Abstract
During the past year two patients with cardiac complaints were given repeated injections of 1 mg. atropin sulphate and on each occasion atrioventricular rhythm was observed. This usually appeared in from eight to ten minutes after the drug was given, it persisted for only a few minutes, and disappeared before the maximum effect of the drug was reached.
In order to determine whether this tendency to A-V rhythm was peculiar to these patients or whether it exists normally, a series of experiments on normal individuals was carried out. Eighteen subjects, all under twenty-eight years of age and all with apparently normal hearts, were given hypodermic injections of 1 mg. of atropin. The effect of deep breathing and of ocular pressure upon the cardiac mechanism was studied both before and during the atropin action. Before the injection, A-V rhythm was not produced in any of the subjects tested. Between eight and fifteen minutes after the injection, however, A-V rhythm could be produced by ocular pressure or deep respiration in the majority of the subjects. After the atropin effect had reached its height A-V rhythm could no longer be produced.
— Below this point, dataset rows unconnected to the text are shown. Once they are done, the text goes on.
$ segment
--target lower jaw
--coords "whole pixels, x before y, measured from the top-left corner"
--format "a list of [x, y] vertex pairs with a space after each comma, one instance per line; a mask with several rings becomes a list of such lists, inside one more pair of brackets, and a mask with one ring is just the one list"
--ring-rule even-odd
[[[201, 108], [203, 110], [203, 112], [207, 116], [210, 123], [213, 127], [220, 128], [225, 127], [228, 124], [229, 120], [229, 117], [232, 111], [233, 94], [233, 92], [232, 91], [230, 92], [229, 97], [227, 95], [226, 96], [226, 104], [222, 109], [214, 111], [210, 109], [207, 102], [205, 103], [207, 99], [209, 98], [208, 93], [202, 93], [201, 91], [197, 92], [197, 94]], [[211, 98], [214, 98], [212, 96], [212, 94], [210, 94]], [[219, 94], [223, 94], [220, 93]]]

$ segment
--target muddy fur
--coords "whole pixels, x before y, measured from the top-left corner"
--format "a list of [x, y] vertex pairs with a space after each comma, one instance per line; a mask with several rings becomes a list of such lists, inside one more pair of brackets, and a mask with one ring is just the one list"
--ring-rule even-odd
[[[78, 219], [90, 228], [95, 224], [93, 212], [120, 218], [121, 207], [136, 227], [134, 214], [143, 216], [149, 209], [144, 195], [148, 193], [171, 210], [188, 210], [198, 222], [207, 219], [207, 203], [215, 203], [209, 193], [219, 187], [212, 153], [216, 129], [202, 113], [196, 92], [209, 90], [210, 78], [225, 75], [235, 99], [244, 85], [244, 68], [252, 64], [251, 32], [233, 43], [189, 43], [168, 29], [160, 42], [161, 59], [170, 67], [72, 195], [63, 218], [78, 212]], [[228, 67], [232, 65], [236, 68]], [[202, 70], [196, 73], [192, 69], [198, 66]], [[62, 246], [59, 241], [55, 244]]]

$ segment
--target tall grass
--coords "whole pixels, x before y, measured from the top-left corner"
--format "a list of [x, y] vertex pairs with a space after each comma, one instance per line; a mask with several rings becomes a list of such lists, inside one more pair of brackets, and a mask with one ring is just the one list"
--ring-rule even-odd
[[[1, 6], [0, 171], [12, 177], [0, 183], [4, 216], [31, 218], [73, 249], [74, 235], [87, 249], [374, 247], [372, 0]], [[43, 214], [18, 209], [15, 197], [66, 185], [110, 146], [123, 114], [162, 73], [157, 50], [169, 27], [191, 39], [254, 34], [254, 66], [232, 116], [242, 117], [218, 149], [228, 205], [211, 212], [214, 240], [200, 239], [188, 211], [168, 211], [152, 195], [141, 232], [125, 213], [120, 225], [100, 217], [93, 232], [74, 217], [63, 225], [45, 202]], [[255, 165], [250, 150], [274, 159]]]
Three types of A-V rhythm were observed. In the first, which occurred most frequently, the P-R interval was reduced and P was inverted; in the second, the P-R interval was zero; while in the third there was an R-P interval. The last was observed in only two subjects. These differences evidently depended upon the level of the pacemaker in the junctional tissues.
These observations may be explained on the assumption that atropin releases the A-V tissues from vagus control somewhat before it releases the sinus node. At this time stimulation of the vagus slows the sinus rhythm without a correspondingly great effect upon the inherent rhythms of the lower centers.